It is conceded by the appellant’s counsel that the respondents have a good title to the lands in controversy, if the execution sale under which they claim is valid.
The circuit court found that successive executions were issued on the judgment against the appellants’ ancestor, and that personal property in amount sufficient to satisfy the judgment had been levied on; but that the levies were released and the property restored to the parties entitled to it. So that, in fact, nothing was made out of those levies. It does not appear from the evidence accompanying the bill of exceptions, that the defendants in the execution were deprived of their property, or lost anything whatever by reason of these levies, or by reason of any misconduct of the execution plaintiff or of the officer.
The alleged loss of some of the cattle levied on cannot, upon the evidence offered, be fairly attributed to the levy. They were released from the levy and returned to the pasture or range whence they were taken, and after that were lost. In such case, there being no loss to the debtor by reason of the levy, we hold that the mere levy on the personal property, it being subsequently returned, is not a satisfaction of the judgment, and furnishes no valid objection to the issue of another execution on the same judgment.

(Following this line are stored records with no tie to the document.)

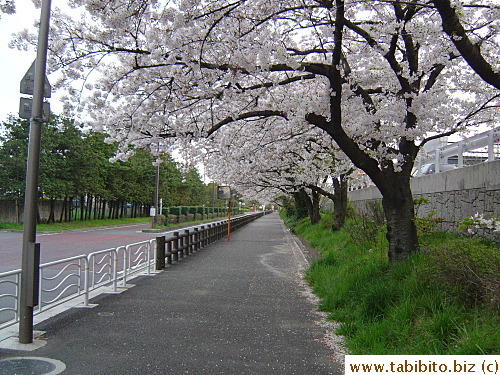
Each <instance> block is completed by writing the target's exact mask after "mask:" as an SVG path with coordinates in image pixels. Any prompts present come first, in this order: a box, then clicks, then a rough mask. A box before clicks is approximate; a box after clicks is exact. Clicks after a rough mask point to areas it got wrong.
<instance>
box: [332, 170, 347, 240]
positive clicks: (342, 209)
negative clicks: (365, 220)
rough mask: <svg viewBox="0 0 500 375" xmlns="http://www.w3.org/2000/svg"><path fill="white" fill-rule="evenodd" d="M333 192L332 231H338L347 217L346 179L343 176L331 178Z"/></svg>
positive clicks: (343, 222)
mask: <svg viewBox="0 0 500 375" xmlns="http://www.w3.org/2000/svg"><path fill="white" fill-rule="evenodd" d="M333 191H334V194H333V214H334V217H333V225H332V230H333V231H338V230H339V229H340V228H342V226H343V225H344V223H345V217H346V215H347V177H346V176H345V175H340V176H338V177H335V178H333Z"/></svg>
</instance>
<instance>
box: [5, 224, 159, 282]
mask: <svg viewBox="0 0 500 375" xmlns="http://www.w3.org/2000/svg"><path fill="white" fill-rule="evenodd" d="M149 227H150V224H149V223H140V224H128V225H121V226H113V227H103V228H95V229H85V230H77V231H68V232H45V233H43V232H40V233H37V242H39V243H40V248H41V250H40V252H41V256H40V257H41V263H42V264H43V263H48V262H52V261H55V260H60V259H64V258H69V257H72V256H75V255H82V254H89V253H91V252H93V251H97V250H103V249H109V248H114V247H118V246H122V245H128V244H131V243H135V242H140V241H146V240H148V239H151V238H154V237H155V236H157V234H156V233H144V232H142V230H143V229H146V228H149ZM22 237H23V233H22V232H10V231H0V272H5V271H9V270H12V269H17V268H20V267H21V253H22V251H21V248H22V241H23V239H22Z"/></svg>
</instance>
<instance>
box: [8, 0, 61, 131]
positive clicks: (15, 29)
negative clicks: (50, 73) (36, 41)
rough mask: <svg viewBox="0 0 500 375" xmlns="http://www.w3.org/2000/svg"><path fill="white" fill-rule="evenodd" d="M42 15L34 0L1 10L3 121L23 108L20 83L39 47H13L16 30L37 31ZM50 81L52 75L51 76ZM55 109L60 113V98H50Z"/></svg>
mask: <svg viewBox="0 0 500 375" xmlns="http://www.w3.org/2000/svg"><path fill="white" fill-rule="evenodd" d="M39 19H40V9H36V8H35V6H34V5H33V3H32V2H31V0H16V13H15V14H1V19H0V85H1V86H0V121H4V120H6V119H7V115H8V114H9V113H13V114H17V113H18V111H19V99H20V97H21V94H20V93H19V83H20V81H21V79H22V78H23V77H24V74H25V73H26V71H27V70H28V69H29V67H30V66H31V64H32V63H33V60H35V57H36V52H35V51H18V50H17V49H11V48H9V42H10V40H11V39H12V33H14V32H16V31H19V30H22V29H24V28H28V29H30V30H31V31H34V30H35V29H34V28H33V24H34V22H35V21H36V20H39ZM49 81H50V77H49ZM50 105H51V109H52V110H53V111H54V112H56V113H60V112H61V108H62V106H61V105H60V104H59V103H58V102H57V99H56V98H54V97H52V98H51V99H50Z"/></svg>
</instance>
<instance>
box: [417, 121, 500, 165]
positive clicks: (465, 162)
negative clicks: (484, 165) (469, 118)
mask: <svg viewBox="0 0 500 375" xmlns="http://www.w3.org/2000/svg"><path fill="white" fill-rule="evenodd" d="M498 142H500V127H497V128H494V129H491V130H488V131H486V132H483V133H480V134H476V135H474V136H472V137H470V138H466V139H464V140H462V141H459V142H454V143H451V144H449V145H446V146H443V147H439V148H436V149H435V150H432V151H429V152H427V154H426V155H423V156H417V159H416V160H415V167H417V168H421V167H422V165H424V164H430V163H434V164H435V166H436V167H435V168H436V169H435V170H436V173H437V172H440V168H439V167H440V165H442V164H448V159H449V158H450V157H453V156H456V157H457V160H456V164H457V167H458V168H462V167H463V166H465V165H466V161H467V158H468V157H469V158H470V157H471V156H470V155H467V153H471V152H472V151H475V150H484V152H482V154H484V156H483V157H481V159H480V160H481V161H493V160H495V158H496V157H497V156H496V155H495V154H496V152H495V145H497V144H498Z"/></svg>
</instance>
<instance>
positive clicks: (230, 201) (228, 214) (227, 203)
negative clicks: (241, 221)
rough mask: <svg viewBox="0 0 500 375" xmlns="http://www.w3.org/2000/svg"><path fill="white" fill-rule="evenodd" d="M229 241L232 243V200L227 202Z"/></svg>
mask: <svg viewBox="0 0 500 375" xmlns="http://www.w3.org/2000/svg"><path fill="white" fill-rule="evenodd" d="M227 240H228V241H231V198H229V200H228V201H227Z"/></svg>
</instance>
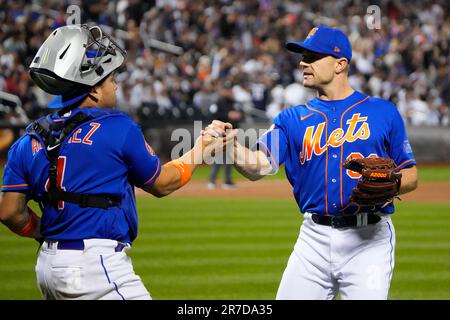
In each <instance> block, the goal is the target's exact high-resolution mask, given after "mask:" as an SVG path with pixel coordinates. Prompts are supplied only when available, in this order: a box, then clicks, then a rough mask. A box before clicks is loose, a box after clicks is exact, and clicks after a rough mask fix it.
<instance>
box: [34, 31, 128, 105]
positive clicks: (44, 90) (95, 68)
mask: <svg viewBox="0 0 450 320" xmlns="http://www.w3.org/2000/svg"><path fill="white" fill-rule="evenodd" d="M125 57H126V52H125V50H124V49H122V48H121V47H120V46H119V45H118V44H117V43H116V42H115V41H114V40H113V39H112V38H111V37H110V36H109V35H108V34H106V33H104V32H103V30H102V29H100V27H98V26H93V27H88V26H87V25H69V26H64V27H60V28H58V29H56V30H54V31H53V32H52V33H51V34H50V36H49V37H48V38H47V40H45V42H44V43H43V44H42V46H41V47H40V48H39V51H38V52H37V54H36V56H35V57H34V58H33V62H32V63H31V65H30V76H31V78H32V79H33V81H34V82H35V83H36V85H37V86H39V87H40V88H41V89H42V90H44V91H46V92H48V93H50V94H53V95H60V96H64V97H73V96H77V95H79V94H80V93H87V92H89V91H90V89H91V88H92V87H93V86H95V85H96V84H98V83H99V82H100V81H102V80H103V79H104V78H106V77H107V76H108V75H109V74H110V73H111V72H113V71H114V70H116V69H117V68H119V67H120V66H121V65H122V63H123V62H124V60H125Z"/></svg>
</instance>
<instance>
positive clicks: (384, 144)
mask: <svg viewBox="0 0 450 320" xmlns="http://www.w3.org/2000/svg"><path fill="white" fill-rule="evenodd" d="M273 123H274V125H273V126H272V127H271V129H269V130H268V131H267V132H266V133H265V134H264V135H263V136H262V137H261V138H260V139H259V140H258V141H257V145H258V147H259V149H260V150H262V151H264V152H265V153H266V155H267V158H268V159H269V161H270V163H271V165H272V169H273V171H274V172H275V171H276V170H278V167H279V166H280V165H281V164H283V163H284V164H285V170H286V175H287V178H288V180H289V182H290V183H291V185H292V186H293V192H294V196H295V199H296V201H297V204H298V206H299V208H300V211H301V212H303V213H304V212H311V213H316V214H323V215H342V214H351V213H352V211H353V212H355V211H356V208H355V207H354V206H353V207H352V206H350V207H349V208H347V209H346V210H345V212H344V210H343V209H344V208H345V207H346V206H347V204H348V203H349V199H350V196H351V193H352V189H353V188H355V187H356V184H357V181H358V180H359V178H361V176H360V175H359V174H358V173H356V172H353V171H350V170H347V169H346V168H345V167H343V165H342V164H343V162H344V161H345V160H346V159H348V158H354V157H359V158H362V157H390V158H391V159H393V160H394V162H395V163H396V165H397V166H398V167H399V168H405V167H407V166H410V165H414V164H416V161H415V160H414V155H413V152H412V150H411V147H410V144H409V141H408V138H407V135H406V129H405V124H404V122H403V119H402V117H401V115H400V113H399V112H398V110H397V108H396V107H395V106H394V105H393V104H392V103H390V102H389V101H387V100H384V99H381V98H373V97H369V96H367V95H364V94H362V93H360V92H357V91H355V92H354V93H353V94H352V95H350V96H349V97H347V98H346V99H343V100H336V101H325V100H320V99H318V98H314V99H312V100H310V101H308V102H307V103H306V104H305V105H299V106H296V107H292V108H288V109H286V110H284V111H283V112H281V113H280V114H279V115H278V116H277V117H276V118H275V119H274V122H273ZM361 211H362V212H376V211H381V212H383V213H393V212H394V205H393V204H392V203H391V204H389V205H388V206H386V207H384V208H381V207H377V208H373V207H365V208H364V209H363V210H361Z"/></svg>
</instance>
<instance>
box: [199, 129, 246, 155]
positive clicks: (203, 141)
mask: <svg viewBox="0 0 450 320" xmlns="http://www.w3.org/2000/svg"><path fill="white" fill-rule="evenodd" d="M237 132H238V130H237V129H233V126H232V125H231V124H230V123H228V122H222V121H219V120H214V121H212V122H211V123H210V124H209V125H208V126H207V127H206V128H205V129H204V130H202V132H201V136H200V137H199V138H198V140H199V139H202V144H203V160H204V162H206V163H209V162H210V161H209V160H210V159H211V157H214V156H215V154H216V153H218V152H220V151H223V150H228V149H230V150H232V149H233V142H234V140H235V137H236V135H237ZM198 140H197V141H198Z"/></svg>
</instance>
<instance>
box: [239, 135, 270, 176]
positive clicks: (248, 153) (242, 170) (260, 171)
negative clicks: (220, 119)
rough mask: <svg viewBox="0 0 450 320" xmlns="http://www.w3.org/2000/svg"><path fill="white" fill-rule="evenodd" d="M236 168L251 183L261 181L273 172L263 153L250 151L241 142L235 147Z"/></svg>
mask: <svg viewBox="0 0 450 320" xmlns="http://www.w3.org/2000/svg"><path fill="white" fill-rule="evenodd" d="M234 167H235V168H236V170H237V171H238V172H239V173H240V174H242V175H243V176H244V177H246V178H247V179H249V180H251V181H256V180H259V179H261V178H263V177H264V176H265V175H267V174H268V173H269V172H270V171H271V166H270V163H269V161H268V160H267V157H266V156H265V154H264V153H263V152H261V151H252V150H249V149H248V148H246V147H244V146H242V145H241V144H240V143H239V142H236V143H235V147H234Z"/></svg>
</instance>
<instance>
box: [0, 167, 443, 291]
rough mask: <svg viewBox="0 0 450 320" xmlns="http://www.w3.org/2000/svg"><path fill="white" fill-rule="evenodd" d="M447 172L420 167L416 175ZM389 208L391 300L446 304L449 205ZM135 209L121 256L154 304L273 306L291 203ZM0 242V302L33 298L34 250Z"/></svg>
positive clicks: (24, 241)
mask: <svg viewBox="0 0 450 320" xmlns="http://www.w3.org/2000/svg"><path fill="white" fill-rule="evenodd" d="M208 172H209V171H208V169H207V168H201V169H200V170H199V171H198V172H196V174H198V176H197V177H196V179H204V178H205V177H206V176H207V174H208ZM449 173H450V170H449V169H448V168H444V169H442V168H438V169H433V168H426V169H424V170H422V171H420V177H421V180H422V181H424V180H425V181H432V180H440V181H449V180H450V174H449ZM276 177H280V178H282V177H284V173H280V174H278V175H277V176H276ZM276 177H274V178H276ZM436 177H437V178H436ZM442 177H446V178H444V179H442ZM428 179H429V180H428ZM397 208H398V212H397V213H396V214H395V215H394V216H393V221H394V225H395V227H396V235H397V246H396V265H395V271H394V276H393V281H392V285H391V290H390V298H391V299H450V233H449V230H450V201H449V203H448V204H422V203H408V202H406V201H403V202H400V203H398V206H397ZM138 209H139V213H140V218H139V219H140V227H139V236H138V239H137V240H136V241H135V243H134V246H133V249H132V250H131V251H129V253H130V255H131V257H132V260H133V264H134V267H135V271H136V273H137V274H139V275H140V276H141V278H142V280H143V281H144V283H145V285H146V286H147V288H148V289H149V291H150V292H151V294H152V296H153V298H154V299H273V298H274V297H275V294H276V291H277V288H278V283H279V281H280V279H281V275H282V273H283V270H284V268H285V265H286V263H287V260H288V257H289V255H290V253H291V250H292V247H293V245H294V243H295V241H296V238H297V236H298V229H299V227H300V223H301V215H300V214H299V213H298V209H297V207H296V204H295V202H294V200H272V199H271V200H269V199H265V200H249V199H233V200H232V201H230V199H207V198H205V199H185V198H170V197H168V198H163V199H156V198H138ZM0 243H1V244H2V248H1V250H0V299H40V294H39V292H38V290H37V287H36V281H35V274H34V265H35V260H36V250H37V244H36V242H34V241H33V240H29V239H23V238H20V237H18V236H16V235H14V234H13V233H11V232H9V230H7V229H6V227H4V226H0Z"/></svg>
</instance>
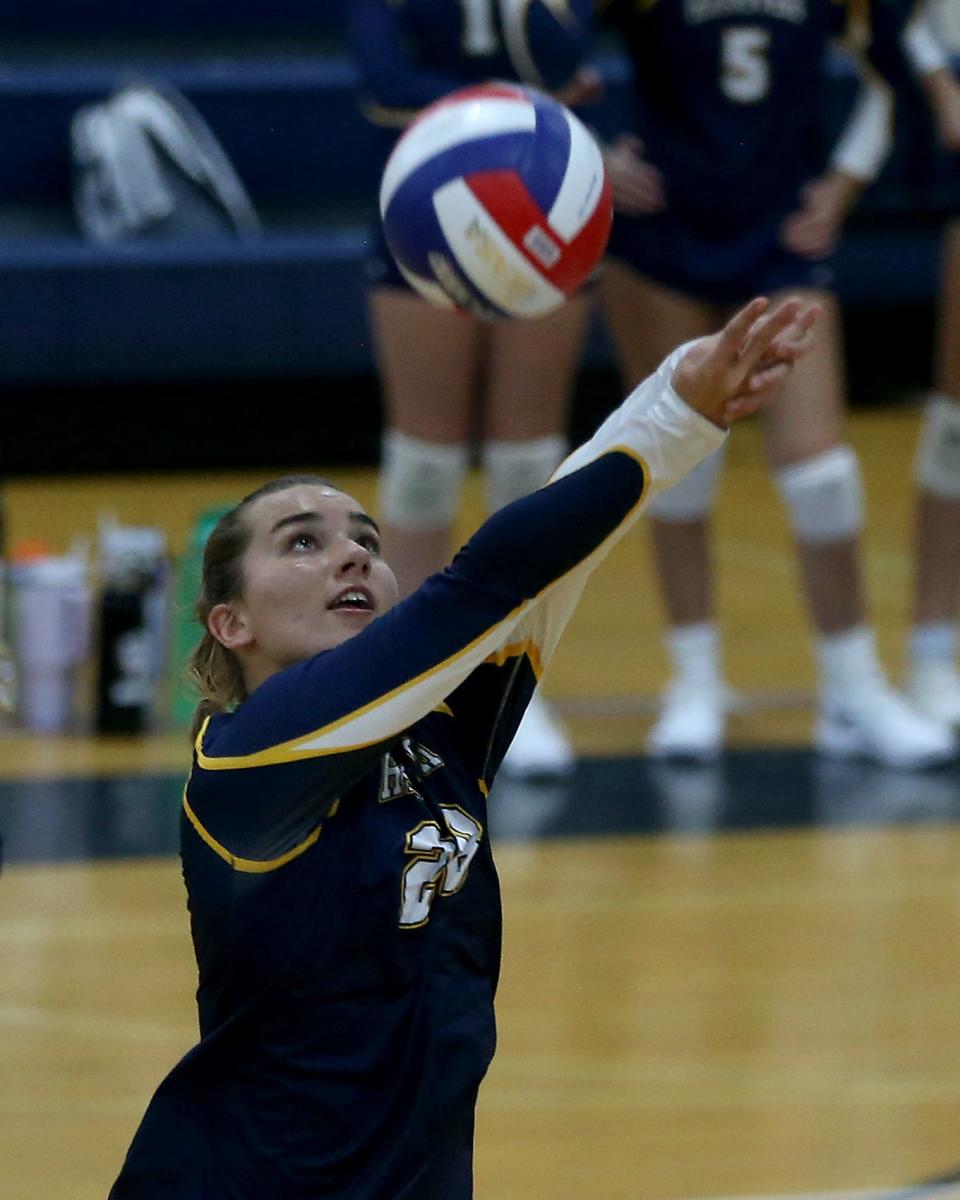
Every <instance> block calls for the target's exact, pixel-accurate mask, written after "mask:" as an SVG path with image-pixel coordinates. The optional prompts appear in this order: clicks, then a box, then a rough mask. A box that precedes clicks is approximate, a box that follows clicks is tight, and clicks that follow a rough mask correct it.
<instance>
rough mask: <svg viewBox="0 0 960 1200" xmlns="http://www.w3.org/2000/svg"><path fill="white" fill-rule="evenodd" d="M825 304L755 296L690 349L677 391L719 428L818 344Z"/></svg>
mask: <svg viewBox="0 0 960 1200" xmlns="http://www.w3.org/2000/svg"><path fill="white" fill-rule="evenodd" d="M820 313H821V307H820V305H817V304H808V302H805V301H804V300H800V299H798V298H797V296H792V298H790V299H787V300H784V301H781V302H780V304H778V305H776V306H775V307H773V308H770V301H769V300H768V299H767V298H766V296H757V299H756V300H751V301H750V304H748V305H745V306H744V307H743V308H740V311H739V312H737V313H734V316H733V317H731V319H730V320H728V322H727V324H726V325H725V326H724V328H722V329H721V330H720V332H718V334H713V335H712V336H710V337H702V338H701V340H700V341H698V342H696V343H695V344H694V346H691V347H690V349H689V350H688V352H686V354H684V356H683V358H682V359H680V361H679V362H678V364H677V368H676V371H674V372H673V388H674V389H676V391H677V394H678V395H679V396H680V397H682V398H683V400H684V401H685V402H686V403H688V404H689V406H690V407H691V408H695V409H696V410H697V412H698V413H700V414H701V415H702V416H706V418H707V420H709V421H713V422H714V425H719V426H720V427H721V428H726V426H727V425H731V424H732V422H733V421H737V420H740V419H742V418H744V416H749V415H750V414H751V413H755V412H756V410H757V409H758V408H761V407H762V406H763V404H764V403H766V402H767V401H768V400H769V398H770V396H772V395H773V392H774V391H775V390H776V388H778V386H779V385H780V384H781V383H782V382H784V379H786V377H787V374H788V373H790V371H791V368H792V366H793V364H794V362H796V361H797V359H799V358H800V356H802V355H803V354H805V353H806V352H808V350H809V349H810V347H811V346H812V344H814V335H812V328H814V325H815V323H816V320H817V317H820Z"/></svg>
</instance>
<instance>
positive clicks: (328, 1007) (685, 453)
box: [110, 352, 722, 1200]
mask: <svg viewBox="0 0 960 1200" xmlns="http://www.w3.org/2000/svg"><path fill="white" fill-rule="evenodd" d="M678 353H679V352H678ZM676 359H677V354H674V355H672V356H671V359H670V360H667V362H666V364H665V365H664V367H661V370H660V372H658V374H656V376H655V377H653V378H652V379H650V380H647V382H646V383H644V384H642V385H641V386H640V388H638V389H637V390H636V391H635V392H634V394H632V396H631V397H629V398H628V401H626V402H625V403H624V404H623V406H622V407H620V408H619V409H618V410H617V412H616V413H614V414H613V415H612V416H611V418H610V419H608V420H607V421H606V422H605V425H604V426H602V427H601V430H600V431H599V432H598V434H596V436H595V437H594V438H593V439H592V442H589V443H587V445H586V446H582V448H581V449H580V450H577V451H576V452H575V454H574V455H571V456H570V458H568V461H566V462H565V463H564V464H563V466H562V467H560V469H559V472H558V473H557V476H554V480H553V481H552V482H551V484H550V485H547V486H546V487H545V488H542V490H541V491H539V492H536V493H534V494H533V496H530V497H527V498H524V499H522V500H520V502H517V503H516V504H512V505H510V506H509V508H506V509H503V510H502V511H500V512H498V514H497V515H494V516H493V517H491V520H490V521H487V523H486V524H485V526H484V527H482V528H481V529H480V530H479V533H478V534H475V535H474V538H473V539H472V540H470V541H469V542H468V545H467V546H466V547H464V548H463V550H462V551H461V552H460V554H458V556H457V558H456V559H455V562H454V564H452V565H451V566H450V568H449V569H448V570H446V571H444V572H443V574H440V575H437V576H433V577H432V578H431V580H428V581H427V582H426V583H425V584H424V587H422V588H420V590H419V592H416V593H415V594H414V595H413V596H410V598H409V599H408V600H406V601H403V602H402V604H400V605H397V606H396V607H395V608H394V610H392V611H391V612H389V613H386V614H384V616H382V617H379V618H378V619H377V620H374V622H373V623H372V624H371V625H370V626H368V628H367V629H366V630H364V631H362V632H361V634H358V635H356V636H355V637H353V638H352V640H349V641H347V642H346V643H343V644H342V646H340V647H337V648H336V649H332V650H329V652H325V653H323V654H319V655H317V656H316V658H312V659H308V660H306V661H304V662H301V664H299V665H296V666H293V667H289V668H287V670H284V671H282V672H280V673H277V674H275V676H274V677H271V678H270V679H268V680H266V682H265V683H263V684H262V685H260V686H259V688H258V689H257V690H256V691H254V692H253V694H252V695H251V696H250V697H248V698H247V700H246V701H244V703H242V704H241V706H240V707H239V708H238V709H236V712H234V713H233V714H227V715H221V716H215V718H214V719H212V720H211V721H210V722H209V724H208V726H206V728H205V730H204V731H202V733H200V736H199V738H198V739H197V746H196V754H194V763H193V769H192V773H191V775H190V780H188V784H187V787H186V792H185V796H184V805H182V820H181V853H182V865H184V878H185V882H186V888H187V896H188V907H190V917H191V929H192V935H193V942H194V947H196V955H197V964H198V968H199V986H198V992H197V1001H198V1008H199V1024H200V1040H199V1043H198V1045H197V1046H194V1049H193V1050H191V1051H190V1052H188V1054H187V1055H186V1056H185V1057H184V1058H182V1060H181V1062H180V1063H179V1064H178V1066H176V1067H175V1068H174V1069H173V1070H172V1072H170V1074H169V1075H168V1076H167V1079H166V1080H164V1081H163V1082H162V1084H161V1086H160V1087H158V1090H157V1092H156V1094H155V1096H154V1099H152V1100H151V1103H150V1105H149V1108H148V1110H146V1114H145V1116H144V1118H143V1122H142V1124H140V1128H139V1130H138V1132H137V1135H136V1138H134V1140H133V1144H132V1146H131V1148H130V1152H128V1154H127V1159H126V1163H125V1164H124V1169H122V1171H121V1175H120V1177H119V1178H118V1181H116V1183H115V1186H114V1188H113V1190H112V1193H110V1198H112V1200H161V1198H162V1200H308V1198H310V1200H319V1198H324V1200H402V1198H406V1200H468V1198H469V1196H470V1195H472V1187H473V1186H472V1135H473V1115H474V1104H475V1099H476V1092H478V1087H479V1085H480V1081H481V1079H482V1076H484V1073H485V1070H486V1068H487V1064H488V1063H490V1060H491V1055H492V1054H493V1044H494V1021H493V995H494V990H496V986H497V976H498V971H499V961H500V899H499V890H498V883H497V872H496V870H494V865H493V858H492V854H491V847H490V841H488V838H487V814H486V794H487V788H488V785H490V782H491V781H492V779H493V775H494V773H496V769H497V766H498V763H499V761H500V757H502V756H503V754H504V750H505V748H506V745H508V743H509V739H510V737H511V734H512V732H514V730H515V728H516V725H517V722H518V720H520V715H521V713H522V710H523V707H524V704H526V703H527V701H528V698H529V695H530V691H532V689H533V685H534V682H535V678H536V674H538V672H539V670H540V666H541V665H542V662H544V661H545V660H546V659H547V658H548V656H550V654H551V653H552V650H553V648H554V646H556V644H557V640H558V638H559V635H560V631H562V629H563V626H564V625H565V623H566V620H568V619H569V617H570V613H571V612H572V608H574V606H575V604H576V601H577V599H578V596H580V594H581V590H582V588H583V586H584V582H586V580H587V577H588V575H589V572H590V571H592V569H593V568H594V565H595V564H596V563H598V562H599V560H600V558H601V557H602V554H604V553H605V552H606V550H607V548H608V546H610V545H612V542H613V540H614V539H617V538H618V536H620V535H622V534H623V533H625V532H626V529H628V528H629V527H630V526H631V524H632V522H634V521H635V518H636V516H637V514H638V511H640V506H641V503H642V500H643V499H644V498H646V497H647V496H648V494H650V493H653V492H656V491H659V490H661V488H662V487H667V486H670V485H671V484H672V482H674V481H676V480H677V479H678V478H679V476H680V475H682V474H684V473H685V472H686V470H688V469H689V468H690V467H691V466H694V464H695V462H696V461H698V460H700V458H701V457H703V455H704V454H707V452H709V451H710V450H712V449H715V448H716V446H718V445H719V444H720V442H721V440H722V434H721V432H720V431H719V430H718V428H715V427H714V426H713V425H710V424H709V422H707V421H706V420H703V419H702V418H700V416H698V415H697V414H695V413H694V412H692V410H691V409H689V408H686V406H684V404H683V402H682V401H679V398H678V397H677V396H676V394H674V392H673V391H672V388H671V386H670V378H671V376H672V370H673V365H674V362H676Z"/></svg>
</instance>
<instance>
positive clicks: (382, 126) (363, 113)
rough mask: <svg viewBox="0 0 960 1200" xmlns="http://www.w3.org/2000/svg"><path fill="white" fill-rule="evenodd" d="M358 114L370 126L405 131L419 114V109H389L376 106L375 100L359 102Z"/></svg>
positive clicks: (385, 105)
mask: <svg viewBox="0 0 960 1200" xmlns="http://www.w3.org/2000/svg"><path fill="white" fill-rule="evenodd" d="M360 112H361V113H362V114H364V116H366V119H367V120H368V121H370V124H371V125H379V126H380V128H385V130H406V128H407V126H408V125H412V124H413V121H415V120H416V118H418V115H419V114H420V109H419V108H389V107H388V106H386V104H378V103H377V101H376V100H364V101H361V102H360Z"/></svg>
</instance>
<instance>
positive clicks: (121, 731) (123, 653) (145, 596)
mask: <svg viewBox="0 0 960 1200" xmlns="http://www.w3.org/2000/svg"><path fill="white" fill-rule="evenodd" d="M100 550H101V581H102V592H101V599H100V653H98V665H97V688H96V719H95V722H96V730H97V732H98V733H142V732H144V731H146V730H148V728H149V727H150V726H151V725H152V722H154V716H155V715H156V710H157V704H158V696H160V691H161V689H162V683H163V676H164V671H166V660H167V598H168V584H169V571H168V564H167V539H166V534H164V533H163V530H161V529H155V528H151V527H149V526H118V524H104V526H101V530H100Z"/></svg>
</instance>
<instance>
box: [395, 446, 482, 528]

The execution on which the real property was sold, was not void upon its face because it commanded the sheriff *91“to levy upon tlie real estate, goods and chattels of” the defendants, instead of directing a resort to the personal property and then a levy on the realty. It was informal, but it had the substance of all which the statute requires. It was not invalidated, because two executions of the same date, upon the same judgment, and of the same tenor, were issued to the sheriff of the same county. Such a proceeding was irregular, and might have been taken advantage of by a motion to quash; but the return of the officer shows that he received one writ, and executed it in due form and manner; and that the other was returned to the clerk without anything further or different being done with it. The failure of the appellants’ ancestor to object at the time to this alleged irregularity, ought to be deemed a waiver of all objections on this ground.
But the whole ground and objection to this sale has been covered and passed upon by the proceedings found by the court below to have been had at the time of the delivery of the deed by the sheriff. The twelfth finding shows that after the time for redemption had expired, the sheriff who made the sale executed a deed to the purchaser of the property sold, and submitted the same to the circuit court for Douglas county, and that on the fourteenth day of May,. 1863, said court approved the deed, and confirmed the sale. What the evidence was which was introduced before the court below on this point, the bill of exceptions fails to disclose. It must be presumed to have been legal evidence, and that no error was committed by admitting it. It is claimed, however, that this execution sale having been made on a judgment and process of the county court, the proceedings should have been returned, and the deed submitted for approval and confirmation to that court, and not to the circuit court, and that in any view of that point the deed is incomplete and incompetent as evidence, because the court did not indorse its approval in the deed as required by statute. (Stat. 1855, p. 125, sec. 28.)
The constitution of the state (sec. 7, art. xviii), continued- all the laws of the territory in force, which were not inconsistent with the constitution. By construction and *92uniform practice the jurisdiction and practice of the territorial district court were deemed transferred to the circuit court, and in the territorial statutes, compiled and published in 1855, were recoguized as the law of the state regulating and-controlling the practice and decisions of the circuit court.
Those statutes provided as above quoted that a sheriff, in case of a sale of real property and no redemption, should execute a deed and submit it to the district court for approval. When the circuit court superseded the district court, such deeds whether made on a district court, a circuit court, or a county court execution, were submitted to the circuit court; the above provision of law being the only one in force relating to the approval of sheriff's deeds. Such, we understand, was the practice acquiesced in by the profession, and permitted by the courts, till the change of the laws, June 1, 1863.
We think it was a correct practice. The subject-matter of the proceeding was within the general jurisdiction of the circuit court, and there being no law directing the county court to exercise the authority, it fell within what may be termed the residuary jurisdiction of the circuit court provided by sec. 9, art. vii, of the constitution: “All judicial power, authority, and jurisdiction not vested by this constitution, or by laws consistent therewith, exclusively in some other court, shall belong to the circuit court.”
The failure to indorse the approval on the deed does not render the deed ineffective. We conclude from the finding that the circuit court in 1863 did review the proceedings concerning the sale, and approved and confirmed them; which was the substantive thing to be done, and, as before said, we must presume that the court below found such decision and approval expressed in some of the modes in which a court expresses and preserves its orders. The neglect to comply with the mode of approval' directed by the statute was at most only an irregularity, and not one affecting any substantial right. The statute provides, and this court has repeatedly held that an approval of the sale *93by the court is conclusive upon all questions arising on the proceedings concerning the sale, that is upon all matters occurring after judgment, and prior to the order of confirmation. And we repeat the ruling in this case and hold that the objections to the sale in question in this case must be deemed disposed of by the order of approval and confirmation of sale; that the appellant’s ancestor slept upon and waived his right, if he had any, by neglecting to make timely objections to the confirmation, and his heirs cannot now be heard to complain of irregularities.